ASX copper shares are broadly sliding today.
Now most ASX copper miners and explorers are also involved with other metals, like gold and nickel, to name a few. When you’re digging into the dirt, after all, you’ll separate out anything with value.
These ASX copper shares are sliding today
Aeris Resources’ share price is down 2.8% in afternoon trading, giving the company a market cap of $195 million. Aeris has struggled this year, with shares down 7.3% in 2021.
Over the past 12 months, however, it’s a different story, with Aeris’ share price soaring 155% since 30 April last year.
Sandfire Resources’ shares are also slipping today, down 4.2% at the time of writing. This comes after the ASX copper share hit an almost 2-year high on Wednesday, following the release of its quarterly activities report. That report indicated that costs were in line with estimates while production was forecast to come in at the upper end of guidance.
With a market cap of $1.2 billion, Sandfire Resources is part of the S&P/ASX 200 Index (ASX: XJO). The ASX copper share pays a 3.3% dividend yield, fully franked. And while the share price has slipped today, shares remain up 47% over the past 12 months and up 23% year-to-date.
OZ Minerals counts as the largest ASX copper share of the 3, with a market cap of $8 billion. OZ Minerals’ shares were down 2.7% earlier today and are currently down 1.4% since the opening bell. OZ Minerals pays a 1% dividend yield, fully franked.
Like the other ASX copper shares above, OZ Minerals’ share price also remains a strong performer despite today’s retrace. OZ Minerals’ shares are up 168% over the past 12 months and up 24% so far in 2021.

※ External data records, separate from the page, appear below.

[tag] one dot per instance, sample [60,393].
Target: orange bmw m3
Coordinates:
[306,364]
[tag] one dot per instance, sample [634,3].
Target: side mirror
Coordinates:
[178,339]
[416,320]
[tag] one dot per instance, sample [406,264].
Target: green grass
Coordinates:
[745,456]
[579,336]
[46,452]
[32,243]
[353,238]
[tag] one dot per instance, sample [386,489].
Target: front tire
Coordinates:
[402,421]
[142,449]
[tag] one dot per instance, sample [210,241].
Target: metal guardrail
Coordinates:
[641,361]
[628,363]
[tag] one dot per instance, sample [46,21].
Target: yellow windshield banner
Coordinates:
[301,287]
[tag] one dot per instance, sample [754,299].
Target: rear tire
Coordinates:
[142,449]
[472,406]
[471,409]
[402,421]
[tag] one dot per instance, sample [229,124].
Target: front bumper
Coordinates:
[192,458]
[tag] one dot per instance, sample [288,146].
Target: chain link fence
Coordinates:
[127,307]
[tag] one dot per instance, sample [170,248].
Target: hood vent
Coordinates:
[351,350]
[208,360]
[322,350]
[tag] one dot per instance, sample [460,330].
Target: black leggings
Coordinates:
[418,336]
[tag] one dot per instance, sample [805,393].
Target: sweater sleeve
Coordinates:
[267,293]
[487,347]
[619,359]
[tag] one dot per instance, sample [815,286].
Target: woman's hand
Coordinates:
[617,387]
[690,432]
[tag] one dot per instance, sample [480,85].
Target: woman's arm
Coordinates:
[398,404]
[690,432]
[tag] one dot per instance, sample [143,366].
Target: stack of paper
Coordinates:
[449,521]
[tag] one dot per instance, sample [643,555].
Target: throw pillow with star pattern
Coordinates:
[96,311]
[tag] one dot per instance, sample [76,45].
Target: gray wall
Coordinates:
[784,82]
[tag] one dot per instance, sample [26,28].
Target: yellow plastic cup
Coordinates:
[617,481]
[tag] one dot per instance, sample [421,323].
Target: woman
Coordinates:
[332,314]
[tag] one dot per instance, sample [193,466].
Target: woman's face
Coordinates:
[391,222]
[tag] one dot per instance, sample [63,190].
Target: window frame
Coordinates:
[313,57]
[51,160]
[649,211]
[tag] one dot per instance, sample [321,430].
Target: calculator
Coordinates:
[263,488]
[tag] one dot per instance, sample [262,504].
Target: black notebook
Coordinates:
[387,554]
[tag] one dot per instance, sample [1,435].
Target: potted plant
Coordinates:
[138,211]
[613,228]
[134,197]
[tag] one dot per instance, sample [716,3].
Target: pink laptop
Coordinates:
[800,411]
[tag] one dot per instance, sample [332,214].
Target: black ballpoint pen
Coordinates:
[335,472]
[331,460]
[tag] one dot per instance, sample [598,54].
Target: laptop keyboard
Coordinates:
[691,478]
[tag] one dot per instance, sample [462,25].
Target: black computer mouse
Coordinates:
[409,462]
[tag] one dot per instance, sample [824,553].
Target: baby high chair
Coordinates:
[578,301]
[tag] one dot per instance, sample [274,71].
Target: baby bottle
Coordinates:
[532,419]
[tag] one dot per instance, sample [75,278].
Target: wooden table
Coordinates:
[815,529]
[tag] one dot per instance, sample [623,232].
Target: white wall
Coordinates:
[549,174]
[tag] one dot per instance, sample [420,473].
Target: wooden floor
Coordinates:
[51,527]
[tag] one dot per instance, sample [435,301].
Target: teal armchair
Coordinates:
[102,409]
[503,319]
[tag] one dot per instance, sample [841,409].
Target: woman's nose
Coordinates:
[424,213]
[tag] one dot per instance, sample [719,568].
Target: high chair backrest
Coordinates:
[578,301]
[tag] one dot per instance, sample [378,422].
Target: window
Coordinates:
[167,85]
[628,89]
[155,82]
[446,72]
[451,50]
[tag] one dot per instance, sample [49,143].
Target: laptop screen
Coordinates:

All 3 ASX copper shares have handily beaten the returns from the ASX 200 over the past full year and year-to-date. The ASX 200 is up 27% in the last 12 months and has gained 5% in 2021.
Copper eyeing all-time record highs
Many factors determine how well a resource miner performs and what kinds of returns they can deliver to shareholders. But the price of the commodity they dig from the Earth remains a critical aspect to their success.
Looking at the returns of the ASX copper shares above, then, it will come as little surprise that the price of copper has almost doubled in the past year.
That’s right, on 1 May 2020 a tonne of copper was selling for US$5,110. At the time of writing, that same tonne is worth US$9,885. That’s down, incidentally, from US$10,000 per tonne just a few hours ago. And it remains within a whisker of the red metal’s all-time high of US$10,190, set in February 2011.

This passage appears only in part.